Wed, Apr 29, 2009 - Page 1 News List

Taiwan on full alert against swine flu

RISK MANAGEMENT Two men — one Taiwanese and one Greek — who recently visited Mexico and had high fevers were confirmed not to be suffering from swine flu


Masked quarantine personnel stand by a checkpoint at Taiwan Taoyuan International Airport yesterday.


Taiwan yesterday went on full alert against the swine flu outbreak, forming a central command center and ordering onboard inspection of airline passengers from North America before they disembark.

The Department of Health (DOH) also instructed all cities and counties to set up their own centers to monitor possible cases as the virus continues to spread around the world.

The DOH took the step after the WHO raised its flu pandemic alert level from three to four on Monday night — signaling a “significant increase in the risk of a pandemic.”

Established at a meeting of officials from several government agencies, the central command center will focus on bolstering surveillance for swine flu at border control points, Department of Health Minister Yeh Ching-chuan (葉金川) said.

In addition, anti-epidemic personnel will board all flights from affected areas to screen passengers for swine flu, Centers for Disease Control (CDC) spokesman Shih Wen-yi (施文儀) said.

“We do not have direct flights from Mexico, but there are about 12 to 20 flights from North America every day,” Shih said.

Passengers with flu symptoms will be kept for further tests and registration for follow-up assistance, he said.

Although no cases of the disease have been reported in Taiwan, Yeh said it was likely that the virus would eventually find its way into the country and that Taiwan had to be well prepared for the worst-case scenario.

The government has also mapped out a national flu pandemic strategy in response to the threat, which includes establishing a channel to coordinate the replenishment of medication and vaccine stockpiles among various ­government agencies, he added.

Yeh reiterated that people would not become infected with the flu by eating pork.

The virus is transmitted by people coming in physical contact with people who are infected with swine flu, he said.

Yeh said Taiwan had a sufficient supply of surgical masks and vaccine to deal with the flu.

The DOH has around 50 million to 60 million masks in stock and local manufacturers will be able to produce 200,000 doses of vaccine a month, he added.

Healthcare and ambulance workers as well as customs officials would be given top priority to receive vaccinations, the minister said.

He said Tamiflu was the best available medicine against the H1N1 flu strain and that the nation currently had enough to treat up to 2.3 million people.

Three domestic manufacturers were capable of producing more Tamiflu if necessary, he said.

The DOH gave local governments 24 hours to establish regional task forces that would fall under the central command center, Yeh said.

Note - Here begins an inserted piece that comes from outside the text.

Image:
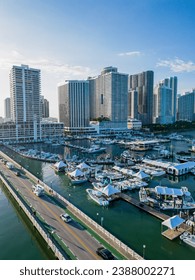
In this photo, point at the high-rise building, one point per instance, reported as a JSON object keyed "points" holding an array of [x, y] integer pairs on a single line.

The government will also earmark a special budget, use TV channels and set up command centers in all cities and counties to promote information and measures on flu prevention, he said.

Earlier yesterday, Premier Liu Chao-shiuan (劉兆玄) inspected the swine flu monitoring mechanism at Taiwan Taoyuan International Airport.

All epidemic control personnel at the airport are equipped with ear thermometers, while passengers entering the country will have their temperature taken to prevent the virus from slipping through, Department of Health Deputy Minister Chen Tzay-jinn (陳再晉) said.

Preventive measures at the border are the most important safeguards to prevent the disease from taking a foothold and spreading, Liu said.